To take the temperature, there will be a sterilized probe ejecting from one of its hidden slots, and the on screen instruction will prompt the patient to put the probe into his/her mouth (or anywhere at all) for temperature probing.

And if there’s any need to obtain the semen sample, one will just need to insert his prick into a fitting hole with a built in contraption – where the machine will proceed to ‘milk’ out the semen using somekind of sterilized rollers… coupled with some soft porn on the screen for that brief moment. Once the semen sample is obtained, it will do some analysis on the samples and cache up the information.

Same goes for the female patient. If there’s a need to obtain any epithelial samples (or anything at all) from a female patient, the machine will be able to eject a disposable dildo to be inserted into the patient’s vagina. Of course, there will be slideshows of half naked muscular hunks to aid the process of sample collection. Once done, the disposable dildo will gently retracts back into the machine. And toot toot teet toot (no this is not R2D2), data will be transformed into useful information. No more pap smears.

Once done, all the information and data will be tabulated in some logic programming to decide, what type of medicine to dispense … and it will automatically print the prescription on a piece of thermal paper. Then you can bring the prescription to your neighborhood pharmacy to get your drugs/medicine.

And the machine would gladly accept credit cards. No problem.

Do you want a copy of receipt of your transactions?
Do you need a medical certificate?

And instantly, the copy of MC would be emailed to your boss and CC your HR officer.

It’s that simple.

Cool eh?

Nobody’s gonna have to be afraid of no pervert and sex maniac doctors anymore.

michaelooi  | enlightenments  | 

15 Comments to “the box”

  1. Din says:

    Time to pay the Patent Office a visit Mike…

  2. shanks says:

    I would like to suggest that “The Box” comes surrounded with drapes like those ah-lien-sticker-camera-booth thingy to prevent other hamsap patients from peeping.
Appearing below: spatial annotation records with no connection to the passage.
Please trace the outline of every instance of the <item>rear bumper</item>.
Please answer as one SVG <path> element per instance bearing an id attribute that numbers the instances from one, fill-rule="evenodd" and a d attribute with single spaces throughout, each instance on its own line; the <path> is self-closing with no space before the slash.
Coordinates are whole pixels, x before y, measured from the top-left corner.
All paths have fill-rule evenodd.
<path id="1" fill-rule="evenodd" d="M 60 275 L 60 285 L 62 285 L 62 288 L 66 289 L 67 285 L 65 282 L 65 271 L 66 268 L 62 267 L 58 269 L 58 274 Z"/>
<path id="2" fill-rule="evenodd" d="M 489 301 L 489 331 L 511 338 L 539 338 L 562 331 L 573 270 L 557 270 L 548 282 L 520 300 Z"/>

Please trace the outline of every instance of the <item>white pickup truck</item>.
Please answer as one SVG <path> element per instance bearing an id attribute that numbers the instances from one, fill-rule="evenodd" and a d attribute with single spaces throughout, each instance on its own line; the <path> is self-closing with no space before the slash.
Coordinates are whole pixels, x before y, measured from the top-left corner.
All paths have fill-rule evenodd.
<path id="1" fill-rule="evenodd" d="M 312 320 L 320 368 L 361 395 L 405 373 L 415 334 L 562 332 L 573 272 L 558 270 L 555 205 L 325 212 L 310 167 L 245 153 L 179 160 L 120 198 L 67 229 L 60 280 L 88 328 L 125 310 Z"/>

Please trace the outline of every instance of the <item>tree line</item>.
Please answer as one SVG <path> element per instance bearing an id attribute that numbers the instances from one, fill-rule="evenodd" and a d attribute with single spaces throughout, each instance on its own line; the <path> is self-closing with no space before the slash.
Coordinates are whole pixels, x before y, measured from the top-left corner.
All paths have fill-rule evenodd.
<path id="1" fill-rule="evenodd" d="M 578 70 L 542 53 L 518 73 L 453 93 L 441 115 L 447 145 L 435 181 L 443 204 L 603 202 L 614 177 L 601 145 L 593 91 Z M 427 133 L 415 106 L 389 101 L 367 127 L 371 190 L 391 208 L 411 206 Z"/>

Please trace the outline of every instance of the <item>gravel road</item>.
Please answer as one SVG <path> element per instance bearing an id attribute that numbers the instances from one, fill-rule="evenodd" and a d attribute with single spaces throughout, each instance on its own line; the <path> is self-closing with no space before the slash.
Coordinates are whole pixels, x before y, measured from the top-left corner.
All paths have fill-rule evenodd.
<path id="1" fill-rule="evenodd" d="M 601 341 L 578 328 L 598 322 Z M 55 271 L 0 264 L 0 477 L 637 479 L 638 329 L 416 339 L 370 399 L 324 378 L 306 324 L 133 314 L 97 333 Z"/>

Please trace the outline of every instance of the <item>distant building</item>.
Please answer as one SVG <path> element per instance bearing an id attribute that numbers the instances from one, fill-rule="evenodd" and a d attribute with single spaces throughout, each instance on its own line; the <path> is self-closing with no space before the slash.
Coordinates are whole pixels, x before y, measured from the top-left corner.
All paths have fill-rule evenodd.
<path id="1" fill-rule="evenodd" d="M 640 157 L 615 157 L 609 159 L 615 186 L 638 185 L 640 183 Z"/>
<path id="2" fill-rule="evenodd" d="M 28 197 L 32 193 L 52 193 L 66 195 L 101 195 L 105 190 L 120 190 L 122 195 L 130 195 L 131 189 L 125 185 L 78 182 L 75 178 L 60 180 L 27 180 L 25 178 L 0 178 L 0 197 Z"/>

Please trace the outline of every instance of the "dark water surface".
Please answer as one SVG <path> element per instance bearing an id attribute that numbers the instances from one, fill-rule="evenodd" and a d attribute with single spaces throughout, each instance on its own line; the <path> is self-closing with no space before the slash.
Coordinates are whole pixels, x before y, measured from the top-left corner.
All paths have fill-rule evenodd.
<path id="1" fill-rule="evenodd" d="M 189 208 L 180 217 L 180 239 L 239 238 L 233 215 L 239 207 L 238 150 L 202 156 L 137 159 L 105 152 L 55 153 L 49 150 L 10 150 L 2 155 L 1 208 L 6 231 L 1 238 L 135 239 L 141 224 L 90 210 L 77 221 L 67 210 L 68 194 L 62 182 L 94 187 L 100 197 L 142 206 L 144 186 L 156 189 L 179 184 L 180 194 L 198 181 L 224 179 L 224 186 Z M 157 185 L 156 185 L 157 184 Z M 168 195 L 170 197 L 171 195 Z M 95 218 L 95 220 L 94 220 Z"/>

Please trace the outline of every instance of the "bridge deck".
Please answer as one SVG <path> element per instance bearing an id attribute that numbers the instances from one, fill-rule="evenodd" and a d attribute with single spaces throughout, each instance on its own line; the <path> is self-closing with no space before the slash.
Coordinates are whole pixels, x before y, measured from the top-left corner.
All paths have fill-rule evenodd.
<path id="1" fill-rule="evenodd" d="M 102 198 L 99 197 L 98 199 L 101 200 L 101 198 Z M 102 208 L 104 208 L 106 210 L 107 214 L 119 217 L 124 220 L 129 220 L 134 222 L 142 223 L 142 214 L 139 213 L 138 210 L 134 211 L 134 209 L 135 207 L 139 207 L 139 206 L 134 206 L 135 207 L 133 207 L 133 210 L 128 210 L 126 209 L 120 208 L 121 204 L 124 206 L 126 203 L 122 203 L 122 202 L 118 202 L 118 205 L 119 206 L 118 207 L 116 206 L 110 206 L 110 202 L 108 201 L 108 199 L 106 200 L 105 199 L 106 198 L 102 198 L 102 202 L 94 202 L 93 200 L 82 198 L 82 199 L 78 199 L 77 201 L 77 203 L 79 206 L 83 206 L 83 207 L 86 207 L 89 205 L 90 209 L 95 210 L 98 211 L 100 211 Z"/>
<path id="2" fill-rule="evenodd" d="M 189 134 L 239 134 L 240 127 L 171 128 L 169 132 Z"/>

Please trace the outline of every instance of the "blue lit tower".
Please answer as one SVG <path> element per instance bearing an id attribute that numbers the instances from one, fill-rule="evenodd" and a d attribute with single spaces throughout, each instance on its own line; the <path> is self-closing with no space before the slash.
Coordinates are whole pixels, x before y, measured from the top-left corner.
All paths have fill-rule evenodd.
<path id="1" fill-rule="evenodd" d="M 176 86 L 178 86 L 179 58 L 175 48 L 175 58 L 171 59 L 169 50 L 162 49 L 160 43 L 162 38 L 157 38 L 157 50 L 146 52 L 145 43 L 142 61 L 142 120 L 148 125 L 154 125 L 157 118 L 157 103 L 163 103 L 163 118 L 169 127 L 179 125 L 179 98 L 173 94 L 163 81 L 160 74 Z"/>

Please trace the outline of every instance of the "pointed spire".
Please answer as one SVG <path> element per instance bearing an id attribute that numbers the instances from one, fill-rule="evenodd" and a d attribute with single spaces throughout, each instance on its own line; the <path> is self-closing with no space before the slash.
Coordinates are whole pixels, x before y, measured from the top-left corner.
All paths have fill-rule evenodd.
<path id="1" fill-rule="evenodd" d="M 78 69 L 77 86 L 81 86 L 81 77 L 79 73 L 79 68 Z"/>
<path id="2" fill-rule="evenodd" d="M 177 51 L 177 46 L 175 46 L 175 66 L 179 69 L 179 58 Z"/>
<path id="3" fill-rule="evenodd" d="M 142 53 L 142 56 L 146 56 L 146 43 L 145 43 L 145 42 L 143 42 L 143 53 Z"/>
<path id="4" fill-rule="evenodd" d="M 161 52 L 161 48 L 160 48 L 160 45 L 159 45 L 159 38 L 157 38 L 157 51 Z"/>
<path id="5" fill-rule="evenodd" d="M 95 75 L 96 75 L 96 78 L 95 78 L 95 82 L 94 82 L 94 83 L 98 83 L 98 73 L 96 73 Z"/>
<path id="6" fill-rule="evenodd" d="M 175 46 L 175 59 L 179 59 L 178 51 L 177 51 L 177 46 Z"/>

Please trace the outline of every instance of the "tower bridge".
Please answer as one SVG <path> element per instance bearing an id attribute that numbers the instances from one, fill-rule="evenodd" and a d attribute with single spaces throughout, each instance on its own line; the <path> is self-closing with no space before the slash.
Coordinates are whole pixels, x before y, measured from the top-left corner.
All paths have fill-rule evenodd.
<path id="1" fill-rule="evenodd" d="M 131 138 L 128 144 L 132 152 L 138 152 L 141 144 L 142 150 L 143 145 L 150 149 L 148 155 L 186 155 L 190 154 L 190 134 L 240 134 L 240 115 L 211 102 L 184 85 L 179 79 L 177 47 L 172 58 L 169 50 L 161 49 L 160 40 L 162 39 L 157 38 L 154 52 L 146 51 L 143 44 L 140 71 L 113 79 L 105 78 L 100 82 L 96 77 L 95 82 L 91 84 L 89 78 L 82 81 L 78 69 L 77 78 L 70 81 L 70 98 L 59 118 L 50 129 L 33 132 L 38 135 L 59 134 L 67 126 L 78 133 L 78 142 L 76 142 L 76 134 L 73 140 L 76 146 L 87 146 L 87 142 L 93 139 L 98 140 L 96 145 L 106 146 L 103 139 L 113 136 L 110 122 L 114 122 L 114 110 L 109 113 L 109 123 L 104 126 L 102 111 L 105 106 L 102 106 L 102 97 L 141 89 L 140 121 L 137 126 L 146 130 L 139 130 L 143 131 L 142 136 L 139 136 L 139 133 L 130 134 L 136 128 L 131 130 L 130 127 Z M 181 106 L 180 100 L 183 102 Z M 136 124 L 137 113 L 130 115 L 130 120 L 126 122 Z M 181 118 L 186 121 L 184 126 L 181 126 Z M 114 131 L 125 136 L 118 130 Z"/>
But who the heck is going to stop hamsap security guards?

  3. eleine says:

    good good.. can suggest a box like that to replace any wife or husband liao.. no more nagging in the

  4. 100 says:

    sad sad, no more cute young nurses to ‘menggatal’ anymore. But I dont think you need the box to get faked MC. I can photocopied MCs and sign it anytime…

  5. Anand says:

    cool idea…. if this is ever invented, I’d like to be the beta tester… :D

  6. michaelooi says:

    din – yeah man .. i am seriously considering that.

    shanks – and i can take that ahlian photo stickers too … talk about multi purpose.

    eleine – your husband nags you in the ear ?? impossible. that’s probably an old hag in disguise of your husband.

    100 – for that, you can always pay a visit to the local brothels …

    anand – ahahh .. will do. you’re the first in the list …

  7. k3ng says:

    The Box might get hogged up by those sex maniacs who just want the porn and the free dick massage =P.

  8. michaelooi says:

    k3ng – in that case, we’ll work out a counter maniac protection system. Those who visited the machine more than once in a designated period of time, will have his dick locked .. and the machine will automatically contact nearby policestation, wife, mother in laws, reporters , etc.

  9. kimberlycun says:

    i object. object object object. that’s 50% of my trophy husbands possibility gone. i object.

  10. buaya69 says:

    say, let patients select wat type of porn they wanna watch – we’ll make it a premium pay service

  11. michaelooi says:

    kimberlycun – well, for that, you’ll have to pay more. Specialist center.

    buaya69 – yeah, side income. In no time, we’re gonna be richer than P.Diddy.

  12. Dana says:

    I think Dr. Liew will be more than happy, since most of the time he complaint there are always too many patients, not to mention the weirdos!

  13. auyongtc says:

    Yeah.. first to go is Dr Liew and his clinic… :p

  14. michaelooi says:

    dana / auyong – heheh … he’ll be the IT admin there then ,…

  15. 100 says:

    Michael: ‘gatalling’ nurses -> FOC ; visiting brothel -> pay by price / load.